A brief description of the business
Alicia Lin Photography is a photography service run by myself with the assistance of my boyfriend, Daniel. I capture weddings, family portraits and events in a spontaneous and story-telling manner.
In addition to this, I do documentary and fine art photography, and have participated in several exhibitions in Auckland and Christchurch.
My wedding packages range from $1000 to $3000, while portraits and family photos are charged on an hourly basis.
What inspired you to start this type of business?
The business started purely from the passion I have had since I was 17. Throughout university, I tried all different kinds of photography including tourism photography, wedding assistance, and fashion photography.
I did a two-month internship in Brussels with international photojournalist Justin Jin, who works for National Geographic, the New York Times and Der Spiegel.
That experience really got me into photojournalism and telling stories through still images. Eventually I thought of starting my own brand, and officially launched my photography website in the middle of last year.
I don’t do photography fulltime. I’m actually an architectural designer from Monday to Friday, but I operate the business on the side as it is my passion and what I love to do in my spare time.
Where is the business based and where do you operate from?
I am mainly based in Auckland, but I do travel for occasions.
I just did my first destination engagement photo shoot recently with quite a bit of travel around the North Island. It was super fun travelling with the couple and I would love to get more opportunities to travel both nationally and internationally.
In the past I’ve done a few shoots for family and friends when I was studying and interning overseas in Europe and Asia.
What makes your photography business different to others?
My photography has a strong documentary approach.
I don’t like those pure, sleek and perfect moments.
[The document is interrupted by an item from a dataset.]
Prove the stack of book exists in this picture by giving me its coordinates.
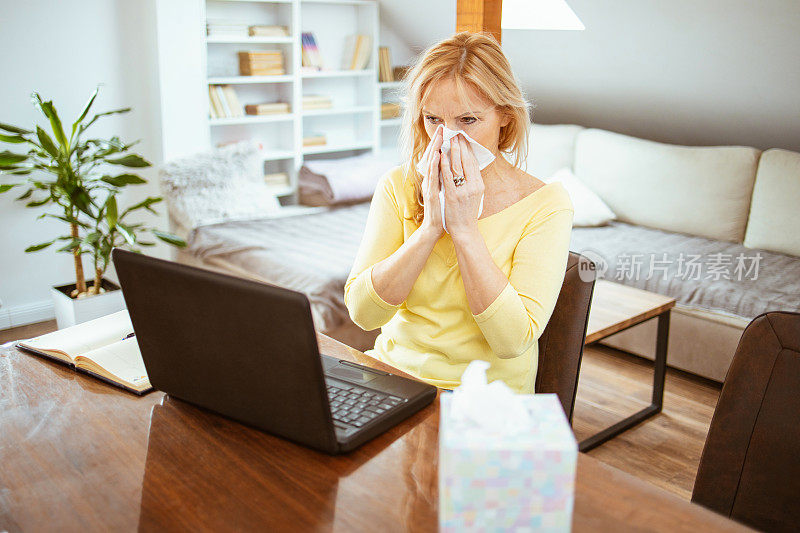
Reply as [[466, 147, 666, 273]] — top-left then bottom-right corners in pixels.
[[208, 85, 244, 118], [206, 20, 249, 38], [342, 35, 372, 70], [303, 94, 333, 110], [303, 133, 328, 146], [301, 32, 325, 70], [239, 50, 286, 76], [264, 172, 289, 187], [244, 102, 291, 115], [250, 25, 289, 37], [381, 102, 400, 120], [378, 46, 394, 81]]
Instead I try to capture spontaneous and in-between moments when people gaze, talk, laugh or cry.
I’m always searching for interesting people, stories and aim to give my clients different experiences during photo shoots. Whether it’s a wedding, engagement shoot, family gathering, or graduation, I always try to get people to grasp their own emotions and to have as much fun as possible.
Every person should have their own story through the photos, so when looking back at them in 10 years’ time those images will tell a narrative and you’ll laugh and cry with your own visual memories – that’s what I aim to do.
What is the most challenging thing about running the business?
I am running the business part-time on a weekend basis so depending on the jobs I get, sometimes I need to spend most of my weekend shooting and editing photos. It can be a challenge juggling both a full-time job and the business, especially when it comes to editing, but not in terms of photo shooting.
Also, the work is very seasonal – busy in summer, quiet in winter.
You use analogue film to take photos, how is it different to shooting in digital?
I started film photography in high school. For me, being in a darkroom developing stills is one of the most fascinating and mysterious things about photography.
Taking photos from an analogue camera makes you value each click when releasing the shutter. Therefore you always think before you click – it trains you to think fast.
How competitive is the photography industry?
We’re in a digital age where photos are taken easily and sometimes with mass production on digital cameras. That’s why I choose to use analogue for myself.
It’s always good to go back to the old styles and slow things down with limitations when it comes to photography. I’m thinking of introducing analogue videography into my business – it would be beautiful to have weddings and couple shots recorded on film.
What is the best thing about running Alicia Lin Photography?
Doing wedding photography was always my dream job, and it feels great that I can live my dream. Being part of a client’s big day is one of the happiest things you can do. And being able to use photography to tell those stories is even better.
The best part is I get to be outside, talk to people and click the shutter when I feel the right moment – it’s definitely more exciting than an ordinary weekend.
What advice do you give others people thinking of starting a similar business?
Be simple and just do it. If you’re really passionate about something, you should consider turning it into a business, or doing it as a job. Don’t be afraid of working with what you love – you won’t overkill your passion. Instead, you’ll get more momentum and learn a lot more than you think.